Pienza, a town in the province of Siena, in the Val d’Orcia in Tuscany, between the towns of Montepulciano and Montalcino, is the “touchstone of Renaissance urbanism”.
In 1996, UNESCO declared the town a World Heritage Site, and in 2004 the entire valley, the Val d’Orcia, was included on the list of UNESCO’s World Cultural Landscapes.
A Renaissance jewel in the heart of Italian Tuscany, the town of Pienza was the first “ideal city” ever built, and five centuries on, its human-scale urban planning is still attracting new fans.
Pecorino di Pienza is considered the best pecorino produced in the Crete Senesi, a specific area within the province of Siena.
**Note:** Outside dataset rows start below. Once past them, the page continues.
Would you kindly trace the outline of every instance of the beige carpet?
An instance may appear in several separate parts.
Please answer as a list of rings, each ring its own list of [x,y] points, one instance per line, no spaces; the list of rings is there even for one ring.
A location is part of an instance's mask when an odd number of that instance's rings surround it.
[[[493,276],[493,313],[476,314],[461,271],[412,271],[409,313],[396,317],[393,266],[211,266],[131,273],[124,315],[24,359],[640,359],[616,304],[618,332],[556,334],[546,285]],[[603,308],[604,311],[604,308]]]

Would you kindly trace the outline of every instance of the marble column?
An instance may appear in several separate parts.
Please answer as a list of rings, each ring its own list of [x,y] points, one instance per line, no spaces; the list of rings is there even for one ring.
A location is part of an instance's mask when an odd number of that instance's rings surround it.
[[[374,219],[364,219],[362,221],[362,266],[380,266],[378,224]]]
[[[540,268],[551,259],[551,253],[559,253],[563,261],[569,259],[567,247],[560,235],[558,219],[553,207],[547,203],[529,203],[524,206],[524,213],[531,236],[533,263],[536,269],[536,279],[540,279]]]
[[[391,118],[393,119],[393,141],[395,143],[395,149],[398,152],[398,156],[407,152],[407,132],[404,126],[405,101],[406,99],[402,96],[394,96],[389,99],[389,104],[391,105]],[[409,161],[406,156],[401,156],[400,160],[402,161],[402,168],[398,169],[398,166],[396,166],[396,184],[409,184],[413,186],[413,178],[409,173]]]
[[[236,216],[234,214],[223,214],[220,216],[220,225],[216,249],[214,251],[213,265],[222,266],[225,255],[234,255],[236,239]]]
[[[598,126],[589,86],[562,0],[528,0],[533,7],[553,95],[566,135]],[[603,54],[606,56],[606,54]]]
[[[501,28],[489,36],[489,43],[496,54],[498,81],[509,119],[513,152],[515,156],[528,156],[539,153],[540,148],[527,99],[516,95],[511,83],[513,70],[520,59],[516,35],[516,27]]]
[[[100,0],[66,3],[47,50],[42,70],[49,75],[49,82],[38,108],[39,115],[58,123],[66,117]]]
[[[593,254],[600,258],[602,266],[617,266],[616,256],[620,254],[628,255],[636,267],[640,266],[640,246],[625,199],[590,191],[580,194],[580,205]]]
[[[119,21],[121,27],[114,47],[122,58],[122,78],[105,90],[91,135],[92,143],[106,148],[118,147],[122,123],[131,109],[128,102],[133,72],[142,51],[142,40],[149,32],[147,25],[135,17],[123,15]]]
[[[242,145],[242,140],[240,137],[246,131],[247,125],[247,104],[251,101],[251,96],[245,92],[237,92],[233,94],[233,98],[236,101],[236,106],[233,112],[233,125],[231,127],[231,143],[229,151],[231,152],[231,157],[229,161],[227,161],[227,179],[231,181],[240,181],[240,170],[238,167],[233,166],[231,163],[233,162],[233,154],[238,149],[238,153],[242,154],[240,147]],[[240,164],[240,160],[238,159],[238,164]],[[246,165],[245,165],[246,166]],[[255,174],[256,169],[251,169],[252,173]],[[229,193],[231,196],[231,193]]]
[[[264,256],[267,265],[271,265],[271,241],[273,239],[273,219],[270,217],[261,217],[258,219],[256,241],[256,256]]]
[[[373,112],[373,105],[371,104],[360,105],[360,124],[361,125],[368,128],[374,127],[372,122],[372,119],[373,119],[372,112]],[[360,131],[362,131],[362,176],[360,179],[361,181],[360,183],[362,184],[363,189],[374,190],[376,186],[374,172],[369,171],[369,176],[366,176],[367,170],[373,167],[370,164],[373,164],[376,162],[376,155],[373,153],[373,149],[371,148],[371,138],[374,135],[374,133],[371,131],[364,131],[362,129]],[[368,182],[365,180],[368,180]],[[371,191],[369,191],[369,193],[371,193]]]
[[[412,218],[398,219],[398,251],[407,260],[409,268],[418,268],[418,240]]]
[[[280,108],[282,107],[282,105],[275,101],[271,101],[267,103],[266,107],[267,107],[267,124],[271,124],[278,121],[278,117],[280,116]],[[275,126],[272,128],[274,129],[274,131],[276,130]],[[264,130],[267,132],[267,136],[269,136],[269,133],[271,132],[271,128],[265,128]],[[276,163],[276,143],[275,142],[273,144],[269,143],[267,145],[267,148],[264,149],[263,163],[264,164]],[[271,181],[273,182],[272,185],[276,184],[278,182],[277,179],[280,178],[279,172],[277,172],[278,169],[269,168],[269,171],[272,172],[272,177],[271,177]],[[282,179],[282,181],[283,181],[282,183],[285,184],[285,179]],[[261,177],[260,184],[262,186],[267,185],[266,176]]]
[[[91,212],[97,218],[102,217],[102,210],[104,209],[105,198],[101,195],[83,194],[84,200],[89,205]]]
Sheep were probably being raised in Tuscany since before the Etruscans and Pliny the Elder documented their presence during the Roman Age. Pecorino di Pienza, a favorite of Lorenzo il Magnifico, is a cooked-milk cheese made with whole, raw milk from sheep of the sarda breed (or possibly appenninica or sopravvissana). The sheep are raised out in the open and graze exclusively on the local flora. The aromas of rare plants that grow in the clay soil of the Crete Senesi (wormwood, meadow salsify, juniper, broom, burnet …) can be sensed in the sheep’s milk.